Bonnet Springs Park will occupy 167 acres west of downtown Lakeland. The Sound Wall will be part of the Harrell Family Botanical Garden, shown at No. 10 on the map.

From the outset the plan was to engage students. Haffey said she was impressed with the quality of work and the training being afforded students in the All Saints Academy Innovation Center with Director Edward New.

The school’s innovation studio pairs students with professionals from the NuVu creativity center in Cambridge, Mass.

Haffey engaged Becky Ault and the team at the Art Research Enterprises Inc. of Lancaster, Pa., to oversee creation and production of the sculpture. 

Ault is no stranger to producing work with a permanent home in Lakeland. She and her team fabricated the sculpture of the fallen hero that sits outside of the Lakeland Police Department on Massachusetts Avenue, as well as the statue of Publix funder George Jenkins and former city recreation director Joker Marchant outside the stadium at Tigertown that bears Marchant’s name. 

A former educator, Ault looked at working with students in a classroom setting as “a natural venue” and as a means of “staying active and young.”  Her involvement in the project ranged from conducting critiques and workshops during the concept and design phase to helping students consider the artistic merit of their work and the proper material to help showcase it.

Thirty entries were submitted, all representing any of the five senses. Five of the projects were considered noteworthy, and then the stand-out project was chosen. It was from student design artists Laura Prazdnicane and Jaiyun ‘Lucy’ Jhang. 

“I was extremely impressed with the maturity of their technique,” Ault said. “It was not easy to select the final piece.”

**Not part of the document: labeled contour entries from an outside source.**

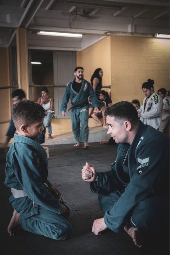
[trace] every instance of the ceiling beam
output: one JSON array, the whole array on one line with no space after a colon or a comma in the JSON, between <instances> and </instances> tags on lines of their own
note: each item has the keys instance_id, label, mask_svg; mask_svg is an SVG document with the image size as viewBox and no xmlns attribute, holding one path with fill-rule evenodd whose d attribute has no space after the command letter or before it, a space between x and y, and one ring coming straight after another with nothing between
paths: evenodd
<instances>
[{"instance_id":1,"label":"ceiling beam","mask_svg":"<svg viewBox=\"0 0 170 256\"><path fill-rule=\"evenodd\" d=\"M21 25L22 22L25 18L25 17L27 14L29 10L30 10L30 8L31 8L31 5L32 4L32 3L34 2L34 0L30 0L30 1L28 3L28 4L27 4L27 5L25 9L25 11L24 12L22 15L21 16L21 18L19 20L19 22L18 22L18 27L20 27L20 26Z\"/></svg>"},{"instance_id":2,"label":"ceiling beam","mask_svg":"<svg viewBox=\"0 0 170 256\"><path fill-rule=\"evenodd\" d=\"M78 6L80 7L88 7L89 8L99 8L103 9L115 9L116 10L120 10L122 7L122 5L121 6L115 5L112 4L111 3L109 4L105 4L104 3L98 3L96 2L92 3L91 2L77 2L76 1L72 1L72 0L68 0L68 1L64 1L65 4L68 4L69 5L74 5L75 6Z\"/></svg>"},{"instance_id":3,"label":"ceiling beam","mask_svg":"<svg viewBox=\"0 0 170 256\"><path fill-rule=\"evenodd\" d=\"M116 12L114 13L113 13L113 16L114 16L114 17L116 17L117 16L118 16L118 15L119 15L121 13L122 13L124 12L125 11L125 10L127 9L127 7L126 6L125 7L122 7L122 8L121 10L120 10L120 11L118 11L117 12Z\"/></svg>"},{"instance_id":4,"label":"ceiling beam","mask_svg":"<svg viewBox=\"0 0 170 256\"><path fill-rule=\"evenodd\" d=\"M52 5L53 3L56 0L51 0L49 3L47 4L47 6L45 8L45 10L46 10L46 11L48 11L48 10L49 10L50 9L50 8Z\"/></svg>"},{"instance_id":5,"label":"ceiling beam","mask_svg":"<svg viewBox=\"0 0 170 256\"><path fill-rule=\"evenodd\" d=\"M148 11L149 10L149 9L148 8L144 9L143 11L142 11L141 12L139 12L138 13L137 13L136 14L134 15L134 18L137 18L138 17L139 17L139 16L140 16L141 15L142 15L142 14L143 14L143 13L144 13L146 12L148 12Z\"/></svg>"},{"instance_id":6,"label":"ceiling beam","mask_svg":"<svg viewBox=\"0 0 170 256\"><path fill-rule=\"evenodd\" d=\"M89 15L94 15L94 14L96 14L96 13L97 13L98 12L99 10L100 9L99 8L97 9L95 9L94 10L93 10L93 11L89 13Z\"/></svg>"},{"instance_id":7,"label":"ceiling beam","mask_svg":"<svg viewBox=\"0 0 170 256\"><path fill-rule=\"evenodd\" d=\"M22 0L22 3L21 3L20 5L21 8L23 8L24 7L27 1L27 0Z\"/></svg>"},{"instance_id":8,"label":"ceiling beam","mask_svg":"<svg viewBox=\"0 0 170 256\"><path fill-rule=\"evenodd\" d=\"M69 12L73 12L75 9L76 9L76 6L72 6L69 9Z\"/></svg>"},{"instance_id":9,"label":"ceiling beam","mask_svg":"<svg viewBox=\"0 0 170 256\"><path fill-rule=\"evenodd\" d=\"M103 0L107 1L108 0ZM169 1L157 1L156 0L109 0L110 2L113 2L114 4L120 3L125 5L126 4L141 4L145 5L154 5L155 6L165 6L169 7Z\"/></svg>"},{"instance_id":10,"label":"ceiling beam","mask_svg":"<svg viewBox=\"0 0 170 256\"><path fill-rule=\"evenodd\" d=\"M158 19L159 18L160 18L161 17L162 17L163 16L164 16L164 15L166 13L168 13L169 12L169 10L168 10L167 11L165 11L165 12L162 12L161 13L160 13L160 14L157 15L157 16L154 17L152 19Z\"/></svg>"}]
</instances>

The Sound Wall sculpture is made of polished stainless steel and features a 15-foot serpentine wall integrated into the landscape. It is partially covered in natural vines and a 9-foot vertical section of decorative polychromed elements made of stainless steel, glass, and interactive chimes. The piece is designed to mimic the sound of rain and wind, yielding the name “The Sound Wall.”

‘’The project fulfills a Platform Art goal to develop a site-responsive public art,” said Haffey. The sculpture will move to its permanent location at the Harrell Family Botanical Gardens in 2021. Haffey says it is part of a plan to fulfill a dream of Lakeland being “a destination for public art.”